Even though we don’t all follow sports, most of us are at least familiar with some aspect of “March Madness”.  I read an article which said that less than a day into this year’s NCAA Men’s tournament, 99.99% of the brackets had already been busted.  This means a lot more people should have opted for the underdogs.  A good reminder that winners don’t always win.

Today is Holy Wednesday, a day the Church recalls the plot of Judas’ betrayal against Jesus.  In today’s Gospel from Matthew, we are reminded that at the time of negotiation the loss of Jesus’ life was worth 30 pieces of silver to Judas. (26:15) Further along in the Gospel we learn that Judas deeply regretted his betrayal of Jesus, returned the thirty pieces of silver (27:3) and took his own life. (27:5)

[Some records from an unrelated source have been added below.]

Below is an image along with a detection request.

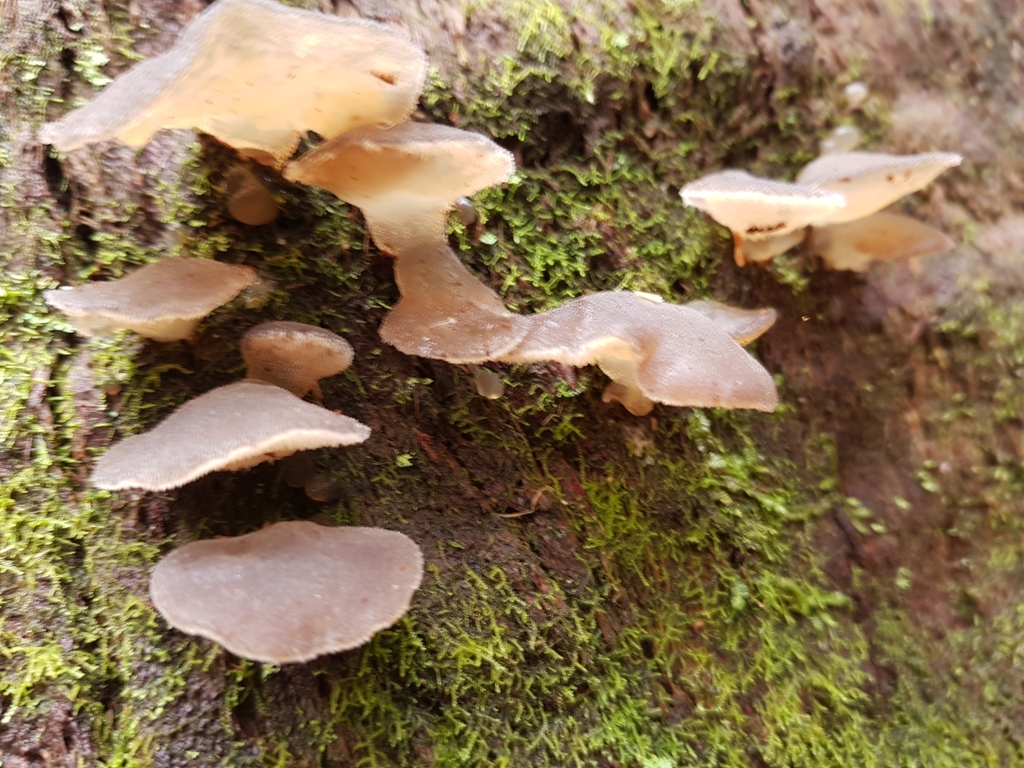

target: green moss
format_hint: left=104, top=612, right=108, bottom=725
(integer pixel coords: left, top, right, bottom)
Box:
left=6, top=0, right=1024, bottom=768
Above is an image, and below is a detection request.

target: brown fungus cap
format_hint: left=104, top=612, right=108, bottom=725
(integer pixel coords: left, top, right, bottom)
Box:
left=150, top=520, right=423, bottom=664
left=679, top=170, right=846, bottom=241
left=380, top=245, right=527, bottom=362
left=285, top=123, right=515, bottom=254
left=39, top=0, right=427, bottom=166
left=92, top=381, right=370, bottom=490
left=501, top=291, right=778, bottom=415
left=809, top=213, right=955, bottom=272
left=241, top=322, right=352, bottom=399
left=797, top=152, right=962, bottom=224
left=44, top=257, right=256, bottom=341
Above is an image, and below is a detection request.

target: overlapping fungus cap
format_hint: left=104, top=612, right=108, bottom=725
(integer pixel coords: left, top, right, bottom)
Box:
left=809, top=213, right=955, bottom=272
left=380, top=244, right=527, bottom=362
left=501, top=291, right=778, bottom=415
left=44, top=257, right=256, bottom=341
left=797, top=152, right=962, bottom=224
left=285, top=123, right=515, bottom=254
left=150, top=520, right=423, bottom=664
left=39, top=0, right=427, bottom=166
left=683, top=300, right=778, bottom=346
left=241, top=321, right=352, bottom=398
left=679, top=170, right=846, bottom=241
left=92, top=381, right=370, bottom=490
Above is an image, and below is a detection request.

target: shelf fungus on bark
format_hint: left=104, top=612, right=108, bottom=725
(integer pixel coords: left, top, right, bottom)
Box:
left=679, top=170, right=846, bottom=242
left=285, top=123, right=515, bottom=255
left=91, top=381, right=370, bottom=490
left=241, top=321, right=352, bottom=399
left=39, top=0, right=427, bottom=167
left=808, top=213, right=955, bottom=272
left=381, top=246, right=778, bottom=415
left=380, top=244, right=527, bottom=364
left=502, top=291, right=778, bottom=416
left=44, top=257, right=256, bottom=341
left=225, top=165, right=281, bottom=226
left=797, top=152, right=962, bottom=224
left=150, top=520, right=423, bottom=664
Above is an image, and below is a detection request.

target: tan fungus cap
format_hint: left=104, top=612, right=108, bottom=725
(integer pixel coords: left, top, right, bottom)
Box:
left=380, top=245, right=527, bottom=362
left=797, top=152, right=962, bottom=224
left=285, top=123, right=515, bottom=254
left=43, top=257, right=256, bottom=341
left=150, top=520, right=423, bottom=664
left=679, top=172, right=846, bottom=241
left=92, top=381, right=370, bottom=490
left=241, top=322, right=352, bottom=398
left=810, top=208, right=955, bottom=272
left=39, top=0, right=427, bottom=166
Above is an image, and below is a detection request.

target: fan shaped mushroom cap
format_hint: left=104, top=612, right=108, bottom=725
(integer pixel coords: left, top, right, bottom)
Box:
left=380, top=244, right=527, bottom=362
left=285, top=123, right=515, bottom=254
left=502, top=291, right=778, bottom=411
left=39, top=0, right=427, bottom=164
left=679, top=171, right=846, bottom=241
left=683, top=301, right=778, bottom=346
left=92, top=381, right=370, bottom=490
left=241, top=322, right=352, bottom=397
left=797, top=152, right=962, bottom=224
left=810, top=208, right=955, bottom=272
left=150, top=520, right=423, bottom=664
left=44, top=257, right=256, bottom=341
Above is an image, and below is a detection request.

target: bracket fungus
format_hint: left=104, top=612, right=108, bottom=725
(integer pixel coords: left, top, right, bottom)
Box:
left=380, top=244, right=527, bottom=362
left=797, top=152, right=962, bottom=224
left=39, top=0, right=427, bottom=166
left=241, top=321, right=352, bottom=399
left=285, top=123, right=515, bottom=255
left=502, top=291, right=778, bottom=416
left=92, top=381, right=370, bottom=490
left=43, top=257, right=256, bottom=341
left=150, top=520, right=423, bottom=664
left=808, top=213, right=955, bottom=272
left=679, top=170, right=846, bottom=241
left=224, top=165, right=281, bottom=226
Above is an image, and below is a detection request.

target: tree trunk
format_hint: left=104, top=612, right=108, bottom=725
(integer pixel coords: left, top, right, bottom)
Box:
left=0, top=0, right=1024, bottom=768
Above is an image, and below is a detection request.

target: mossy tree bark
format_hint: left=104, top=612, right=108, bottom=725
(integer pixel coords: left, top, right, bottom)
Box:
left=0, top=0, right=1024, bottom=768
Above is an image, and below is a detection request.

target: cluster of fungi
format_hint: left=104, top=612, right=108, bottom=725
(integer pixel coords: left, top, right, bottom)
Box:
left=40, top=0, right=958, bottom=663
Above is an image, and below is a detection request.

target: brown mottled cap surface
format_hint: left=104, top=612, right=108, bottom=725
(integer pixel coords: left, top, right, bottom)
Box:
left=809, top=213, right=955, bottom=272
left=91, top=381, right=370, bottom=490
left=797, top=152, right=962, bottom=224
left=679, top=170, right=846, bottom=241
left=501, top=291, right=778, bottom=411
left=380, top=245, right=526, bottom=362
left=241, top=322, right=352, bottom=397
left=150, top=520, right=423, bottom=664
left=44, top=257, right=256, bottom=341
left=285, top=123, right=515, bottom=254
left=683, top=301, right=778, bottom=345
left=39, top=0, right=427, bottom=165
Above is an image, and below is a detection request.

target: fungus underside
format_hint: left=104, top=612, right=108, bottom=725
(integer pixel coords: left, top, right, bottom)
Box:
left=0, top=2, right=1024, bottom=766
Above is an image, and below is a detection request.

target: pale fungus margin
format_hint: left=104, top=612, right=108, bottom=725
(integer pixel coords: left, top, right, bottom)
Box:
left=39, top=0, right=427, bottom=167
left=43, top=256, right=256, bottom=341
left=679, top=170, right=846, bottom=242
left=285, top=123, right=515, bottom=255
left=239, top=321, right=353, bottom=399
left=91, top=381, right=370, bottom=490
left=150, top=520, right=423, bottom=664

Judas started out a winner having been handpicked by Jesus Himself.  He was in the inner circle with Jesus…one of the chosen twelve.  Any reasonable follower would have picked Judas Iscariot, and he would have busted their brackets.  Winners don’t always win. 

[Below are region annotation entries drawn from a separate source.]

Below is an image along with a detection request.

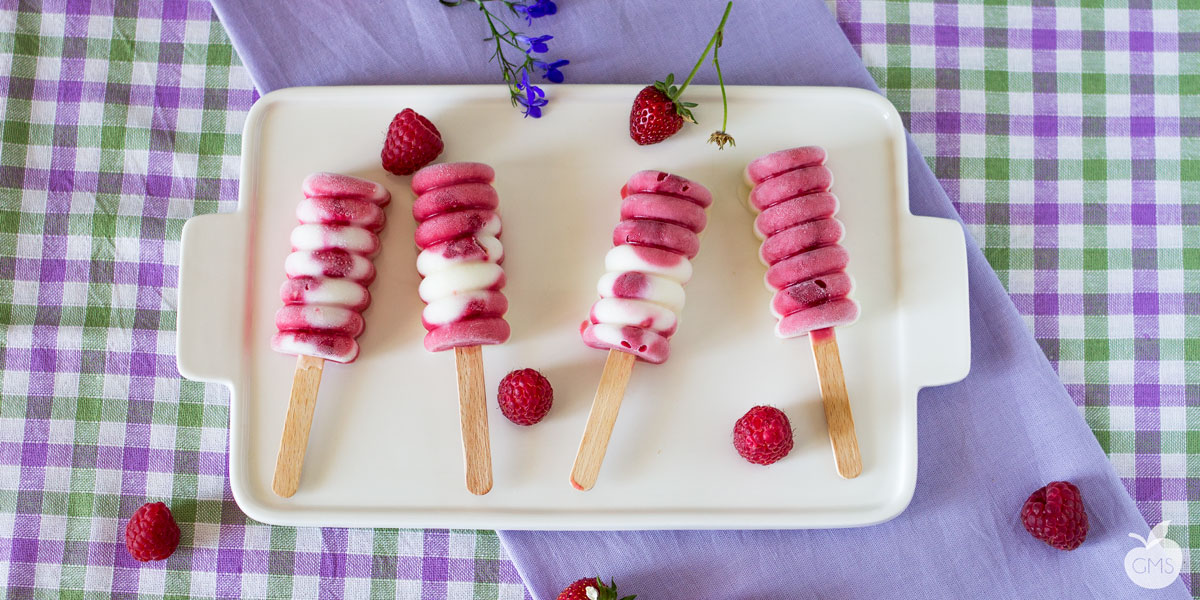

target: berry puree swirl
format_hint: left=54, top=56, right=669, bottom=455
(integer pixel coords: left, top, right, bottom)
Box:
left=581, top=170, right=713, bottom=364
left=413, top=162, right=509, bottom=352
left=271, top=173, right=391, bottom=362
left=745, top=146, right=858, bottom=338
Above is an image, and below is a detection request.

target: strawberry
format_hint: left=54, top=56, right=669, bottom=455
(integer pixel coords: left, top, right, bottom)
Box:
left=629, top=83, right=695, bottom=146
left=733, top=407, right=792, bottom=464
left=558, top=577, right=637, bottom=600
left=380, top=108, right=445, bottom=175
left=496, top=368, right=554, bottom=425
left=1021, top=481, right=1087, bottom=550
left=125, top=502, right=179, bottom=563
left=629, top=1, right=736, bottom=149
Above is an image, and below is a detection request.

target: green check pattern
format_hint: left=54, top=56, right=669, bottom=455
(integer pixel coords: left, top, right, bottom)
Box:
left=835, top=0, right=1200, bottom=587
left=0, top=0, right=1200, bottom=599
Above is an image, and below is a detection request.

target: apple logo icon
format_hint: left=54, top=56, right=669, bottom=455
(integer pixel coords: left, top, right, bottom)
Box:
left=1124, top=521, right=1183, bottom=589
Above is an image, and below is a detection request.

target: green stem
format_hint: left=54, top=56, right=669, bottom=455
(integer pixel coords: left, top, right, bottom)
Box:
left=671, top=0, right=733, bottom=100
left=713, top=40, right=733, bottom=131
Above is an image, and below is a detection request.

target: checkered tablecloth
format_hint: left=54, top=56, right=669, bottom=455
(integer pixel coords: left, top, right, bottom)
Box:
left=0, top=0, right=1200, bottom=599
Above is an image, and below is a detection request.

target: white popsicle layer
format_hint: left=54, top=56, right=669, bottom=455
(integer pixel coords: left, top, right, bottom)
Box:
left=271, top=173, right=391, bottom=362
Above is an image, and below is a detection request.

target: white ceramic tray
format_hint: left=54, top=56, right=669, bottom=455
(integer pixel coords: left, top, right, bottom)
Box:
left=179, top=85, right=970, bottom=529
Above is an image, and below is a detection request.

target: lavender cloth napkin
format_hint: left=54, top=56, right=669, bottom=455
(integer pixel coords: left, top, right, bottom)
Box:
left=212, top=0, right=1187, bottom=600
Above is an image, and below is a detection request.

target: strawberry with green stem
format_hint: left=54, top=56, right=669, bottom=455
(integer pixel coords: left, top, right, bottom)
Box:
left=629, top=1, right=736, bottom=149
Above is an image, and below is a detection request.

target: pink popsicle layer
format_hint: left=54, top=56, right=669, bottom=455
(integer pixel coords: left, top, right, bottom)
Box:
left=412, top=162, right=496, bottom=196
left=412, top=162, right=510, bottom=352
left=745, top=146, right=859, bottom=337
left=271, top=173, right=391, bottom=362
left=580, top=170, right=713, bottom=364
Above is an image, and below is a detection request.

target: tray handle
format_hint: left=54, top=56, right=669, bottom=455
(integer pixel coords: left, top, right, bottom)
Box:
left=175, top=212, right=246, bottom=384
left=900, top=216, right=971, bottom=386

One of the most well-known and notable Biblical characters, Judas leaves many of us conflicted.  On one hand we can’t fathom handing our beloved Lord and Savior over with a kiss in Gethsemane, and all for love of money?  On the other, we empathize with Judas’ shame and regret.  In our own ways, we feel the remorse of Judas, knowing regret for having broken the heart of Jesus ourselves.  We understand Judas’ desire to hand back what we bargained for, and the enormous weight that can make life heavy on our shoulders.

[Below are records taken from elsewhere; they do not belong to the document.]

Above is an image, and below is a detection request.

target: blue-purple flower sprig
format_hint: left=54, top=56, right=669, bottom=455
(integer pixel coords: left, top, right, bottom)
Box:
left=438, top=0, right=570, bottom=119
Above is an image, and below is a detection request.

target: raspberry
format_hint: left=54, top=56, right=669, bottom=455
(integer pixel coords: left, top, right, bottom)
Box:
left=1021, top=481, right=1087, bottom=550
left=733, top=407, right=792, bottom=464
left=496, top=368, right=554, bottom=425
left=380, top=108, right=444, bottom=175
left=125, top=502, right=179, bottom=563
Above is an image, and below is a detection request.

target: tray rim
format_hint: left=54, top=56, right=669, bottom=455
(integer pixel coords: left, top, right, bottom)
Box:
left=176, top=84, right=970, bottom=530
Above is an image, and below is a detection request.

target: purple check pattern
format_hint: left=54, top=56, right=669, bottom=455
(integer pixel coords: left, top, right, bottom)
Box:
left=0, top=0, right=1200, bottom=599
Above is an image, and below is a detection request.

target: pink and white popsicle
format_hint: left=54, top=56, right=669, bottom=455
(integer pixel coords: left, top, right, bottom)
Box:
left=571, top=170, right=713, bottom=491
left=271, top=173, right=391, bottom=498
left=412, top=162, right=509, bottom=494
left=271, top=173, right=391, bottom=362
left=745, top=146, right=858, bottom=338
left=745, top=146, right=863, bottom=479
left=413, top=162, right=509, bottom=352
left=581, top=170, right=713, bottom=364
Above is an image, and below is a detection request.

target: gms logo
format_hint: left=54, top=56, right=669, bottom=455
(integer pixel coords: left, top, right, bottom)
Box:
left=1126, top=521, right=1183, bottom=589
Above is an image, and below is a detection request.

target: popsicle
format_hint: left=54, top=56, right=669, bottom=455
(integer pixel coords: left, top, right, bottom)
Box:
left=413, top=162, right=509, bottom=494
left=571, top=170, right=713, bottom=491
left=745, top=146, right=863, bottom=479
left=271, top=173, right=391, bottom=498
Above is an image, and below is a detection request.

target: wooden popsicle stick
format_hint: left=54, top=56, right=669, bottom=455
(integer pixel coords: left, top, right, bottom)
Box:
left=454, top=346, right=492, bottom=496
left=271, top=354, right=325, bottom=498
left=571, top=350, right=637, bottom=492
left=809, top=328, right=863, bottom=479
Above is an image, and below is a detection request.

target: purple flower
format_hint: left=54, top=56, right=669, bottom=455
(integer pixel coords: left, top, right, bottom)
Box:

Jesus tells Judas in today’s Gospel that “it would be better for him if he had never been born.”  (26:24) The harsh words Jesus spoke lead many to determine that Judas will spend eternity in hell.   Despite the Church’s belief in hell, it does not teach that any particular person (including Judas) is actually in hell.  Pope Benedict reminds us that “Judas’ motives remain a mystery.  That he yielded to the temptation of the evil one (the Devil)” saying that even those of us who live and draw close to Jesus (like Judas) are not “invulnerable to sin”.  In fact, Pope Benedict said, “it is a mistake to think that the great privilege of living in company with Jesus is enough to make a person holy”. 

The apostles showed their humanity in the early Church, just as we live with the humanness of the Church today.  While we are all bracket busters to one degree or another, God always wins at the end of the story.  I was reminded of the words of Venerable Fulton J. Sheen today that “Unless there is a Good Friday in your life, there can be no Easter Sunday”. 

We invite you to join us for Confession this evening with Bishop Frank Schuster and Fr. Martin Bourke at 5 p.m., followed by a Novena to Our Lady of Perpetual Help, the Rosary and Mass at 6 p.m.  A reminder, too, that we will celebrate the Mass of the Lord’s Supper and Washing of the Feet tomorrow at 7 p.m.  On Good Friday, Stations of the Cross will be held at 3 p.m. and The Passion of the Lord at 7 p.m. in the evening. 

May this Holy Week find you face to face with Jesus.